Design and construction
- Developer: Christopher Skase

Other information
- Number of rooms: 294

Website
- Sheraton Grand Mirage Resort, Port Douglas

= Sheraton Grand Mirage Resort, Port Douglas =

Hotel in Port Douglas, Far North Queensland, Australia

The Sheraton Grand Mirage Resort, Port Douglas, is a seaside resort hotel on Four Mile Beach in Port Douglas, Far North Queensland, Australia.

==History==
Developed by businessman Christopher Skase at a reported cost of $100 million, the resort was officially opened in October 1987, and has been said to have transformed Port Douglas "from a sleepy far-north Queensland seaside town into a sophisticated tropical playground for the rich and famous."
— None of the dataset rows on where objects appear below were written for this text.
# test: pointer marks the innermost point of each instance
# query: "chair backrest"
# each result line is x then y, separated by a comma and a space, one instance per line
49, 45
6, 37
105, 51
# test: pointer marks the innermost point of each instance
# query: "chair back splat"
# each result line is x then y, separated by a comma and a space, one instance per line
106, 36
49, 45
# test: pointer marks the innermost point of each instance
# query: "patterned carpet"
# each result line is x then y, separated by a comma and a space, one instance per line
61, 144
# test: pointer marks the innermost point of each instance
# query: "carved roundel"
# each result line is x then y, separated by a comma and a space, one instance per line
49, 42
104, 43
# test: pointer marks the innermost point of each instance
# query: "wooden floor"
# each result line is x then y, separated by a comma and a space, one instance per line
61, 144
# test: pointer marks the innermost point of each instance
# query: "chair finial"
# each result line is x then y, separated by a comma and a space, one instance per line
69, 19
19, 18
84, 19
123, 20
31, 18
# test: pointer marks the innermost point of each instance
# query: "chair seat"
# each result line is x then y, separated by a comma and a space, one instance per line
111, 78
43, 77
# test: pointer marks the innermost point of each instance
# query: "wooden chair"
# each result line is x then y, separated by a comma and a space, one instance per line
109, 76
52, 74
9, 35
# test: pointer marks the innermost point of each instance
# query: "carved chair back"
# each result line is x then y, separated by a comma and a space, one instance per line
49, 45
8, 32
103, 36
Guests known to have stayed at the resort include former President of the United States Bill Clinton and his wife, former United States Secretary of State Hillary Clinton, Hollywood stars Kate Hudson, Matthew McConaughey, Leonardo DiCaprio, Tom Hanks and John Travolta, opera singer Luciano Pavarotti, supermodel Claudia Schiffer, and rock singer Mick Jagger and his ex-wife, model Jerry Hall.
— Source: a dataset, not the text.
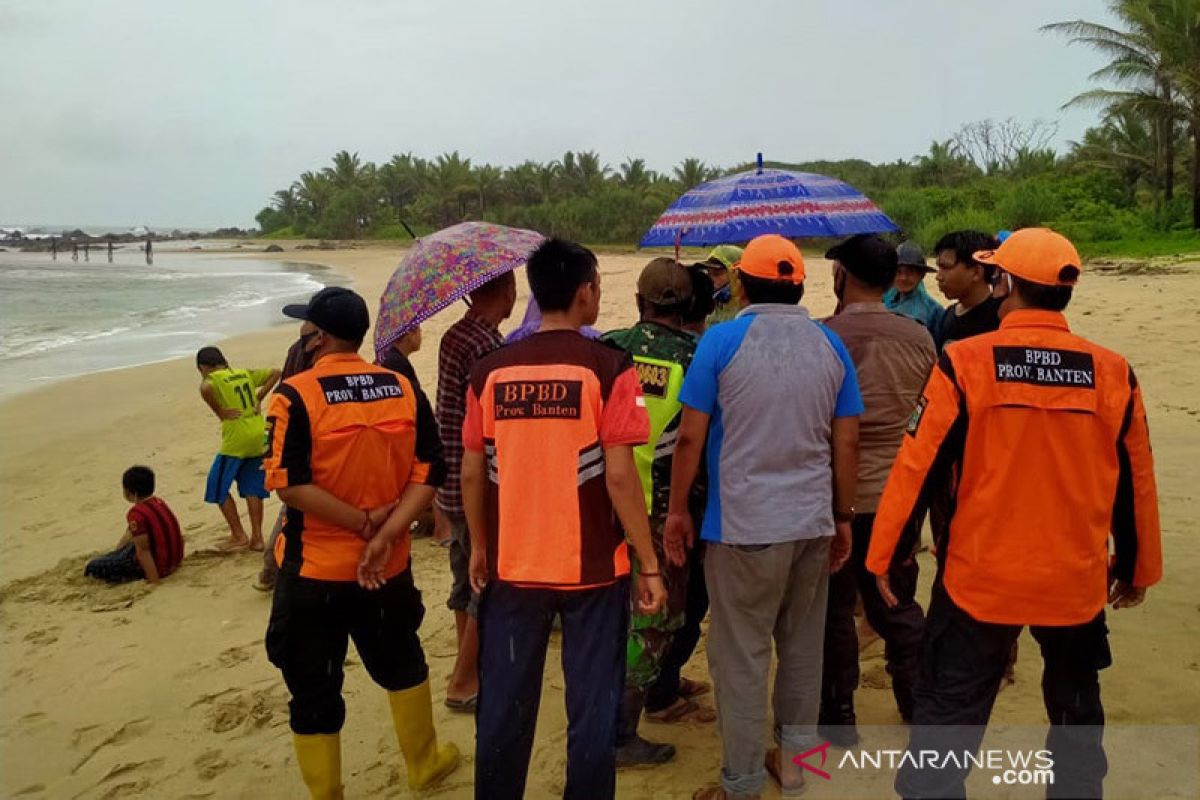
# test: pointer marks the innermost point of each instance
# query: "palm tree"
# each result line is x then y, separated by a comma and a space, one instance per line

In 2004, the resort began a major refurbishment program, and in 2011 it was purchased by Melbourne property developer David Marriner and Chinese investor the Fullshare Group for $35 million. In 2013, Marriner sold his shareholding to the Fullshare Group.
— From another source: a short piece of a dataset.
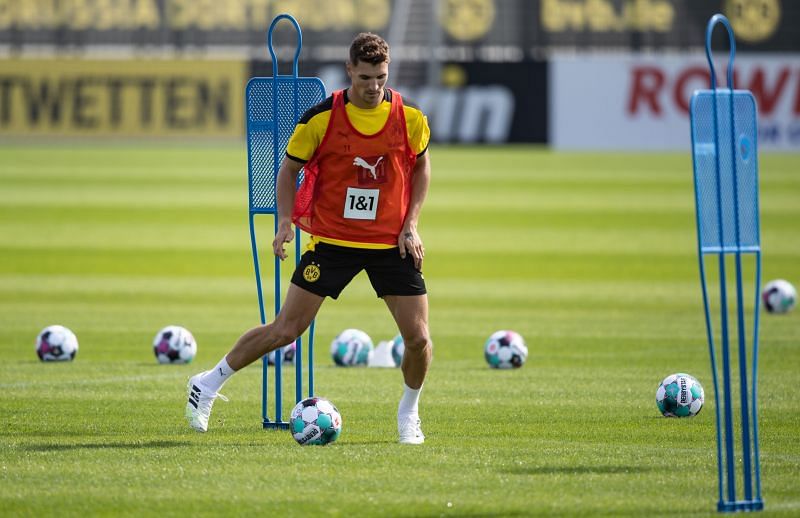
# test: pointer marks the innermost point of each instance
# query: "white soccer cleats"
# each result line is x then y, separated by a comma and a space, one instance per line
201, 399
Another major redevelopment commenced in May 2015. It had a budget of $43 million and was completed in August 2016.

==Description==
The resort's 147 ha site is adjacent to Four Mile Beach, Port Douglas. At its core is a group of multistorey buildings flanked by a "sprawling network" of 10 "lagoons". The site also includes tennis courts, an 18-hole golf course, the Kaia day spa and a gymnasium.

Typically the resort hosts about 700 guests, and at peak times around 900. Onsite dining is headed up by the restaurant Harrisons, which is operated by chef-owner Spencer Patrick. Opened in central Port Douglas in 2007, it relocated to the resort in 2017.